Don Plutarco es un personaje controvertido: unos lo ven como el héroe que dio estabilidad política a México durante 70 años y otros como un tipo con demasiado apego al poder que creó una dictadura de partido. Pues bien, Alfredo ha escrito la vida de su abuelo, según dice inspirada por él, a modo de autobiografía desde el más allá. Si quieren saber más del asunto pueden leer aquí el artículo, y si les interesa mucho, mucho, el libro directamente. Yo he aprendido mucha historia leyéndolo, aunque hay que recordar que es el testimonio parcial de un nieto que defiende a su abuelo.

Pero hoy vamos a hablar de otra cosa: de un personaje al que he tomado mucho cariño en poco tiempo. Verán, aunque estoy viviendo una oportunidad estupenda, conociendo un nuevo país, a gente interesante y todas esas cosas no les voy a negar que a ratos me siento un poco solo. Sólo un poco, pero lo justo para echar de menos a tantos seres queridos como tengo al otro lado del Atlántico. Por eso agradezco tanto las llamadas y los mensajes y por eso estaré muy feliz de recibir visitas cuando se produzcan.

Y fíjate que una visita inesperada, pero sumamente grata, es la que hace casi a diario a mis ventanas -del salón a la cocina, dando vueltas a la casa- un pequeño colibrí de plumas muy brillantes. Aparece a cualquier hora, revolotea un poco alrededor del edificio y desparece. No sé si es macho o hembra, ni sé como saberlo, ni siquiera sé si los colibríes tienen sexo o género, o como se diga ahora, aunque supongo que sí.
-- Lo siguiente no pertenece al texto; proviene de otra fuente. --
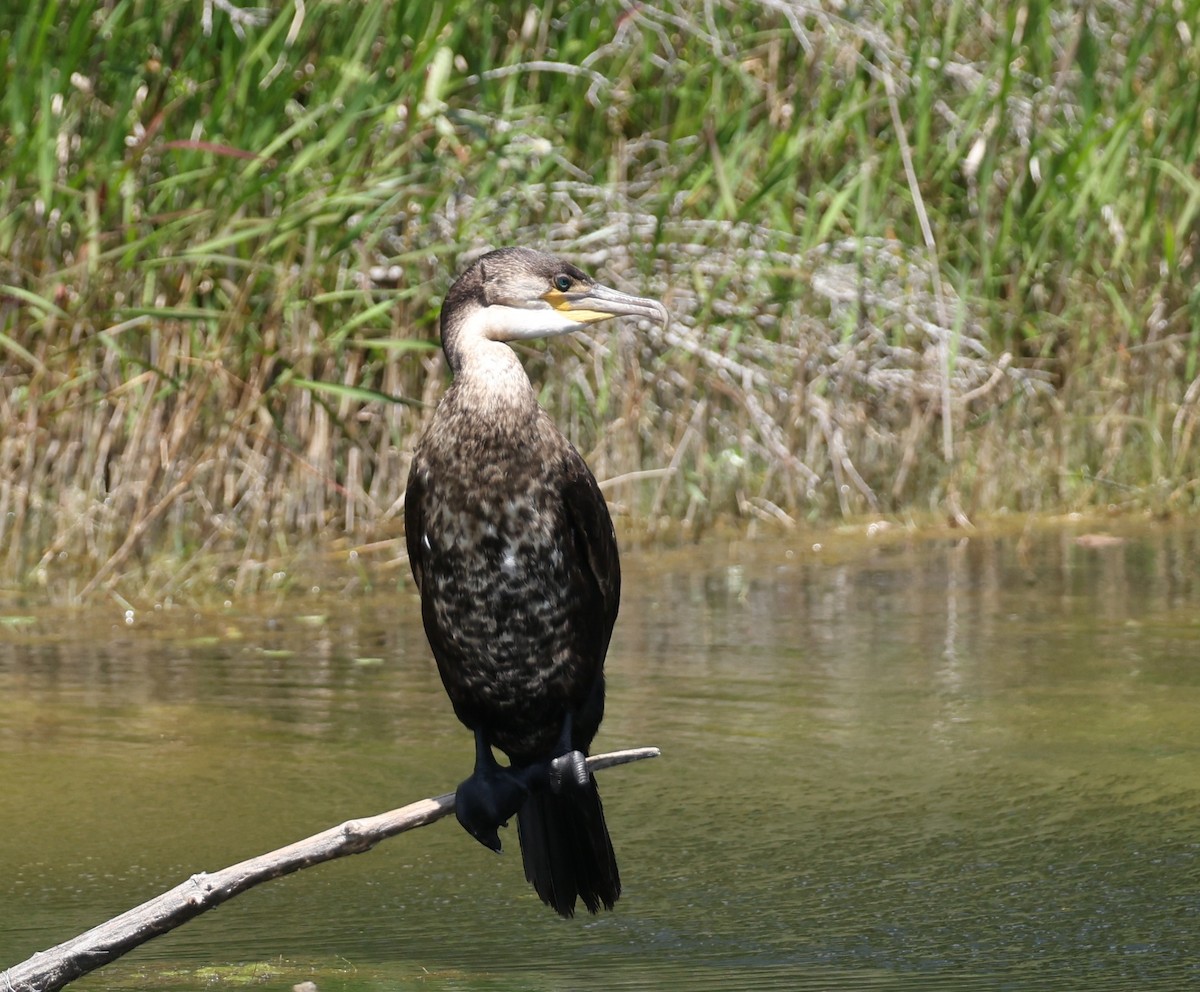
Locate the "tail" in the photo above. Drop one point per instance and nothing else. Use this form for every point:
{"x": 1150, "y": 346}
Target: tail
{"x": 567, "y": 851}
Tampoco le he puesto nombre. Pero sí sé que espero su llegada con cierta ilusión y que me gusta que acompañe durante el desayuno, tanto como me gustaba irme de paseo con el perro Kukín.



Alguno supondrá que se me ha ido la mano con el tequila, pero no. Estoy tomando cierta afición a esa bebida -que por cierto se bebe de pequeños sorbos y no de trago- pero no como para andar ya delirando. Quizá en Madrid, con tanto trabajo, llamadas, vida social, más llamadas, más trabajo, más vida social, no había tenido tiempo o serenidad para fijarme en minucias como esta, en un pajarito que frecuenta una ventana. De hecho, cuando veía uno me acordaba de que, como presidente de la comunidad, tenía una llamada pendiente a una empresa para fumigar a las palomas.

A este espero que no lo fumigue nadie. Es tímido. Intento que se acerque más pero no se decide. Los primeros días le dejé trocitos de pan pero luego comprendí que no le cabían por la trompa esa que tiene. Luego mi amiga Ángela me sugirió desde Colombia que le pusiera agua con azúcar, que por lo visto les encanta. Tampoco bebió, pero a cambio se me llenó la ventana de hormigas.

Creo que la siguiente estrategia para intentar que se aproxime más será ponerle música clásica. Alguno pensará que con todas la cosas que tengo que hacer por aquí semejante distracción es una pérdida de tiempo. Pero cada vez pienso más que perder el tiempo es precisamente lo que hacemos cuando no aprovechamos los momentos como este. Los ratos en los que serenamente disfrutamos con la compañía de un buen amigo.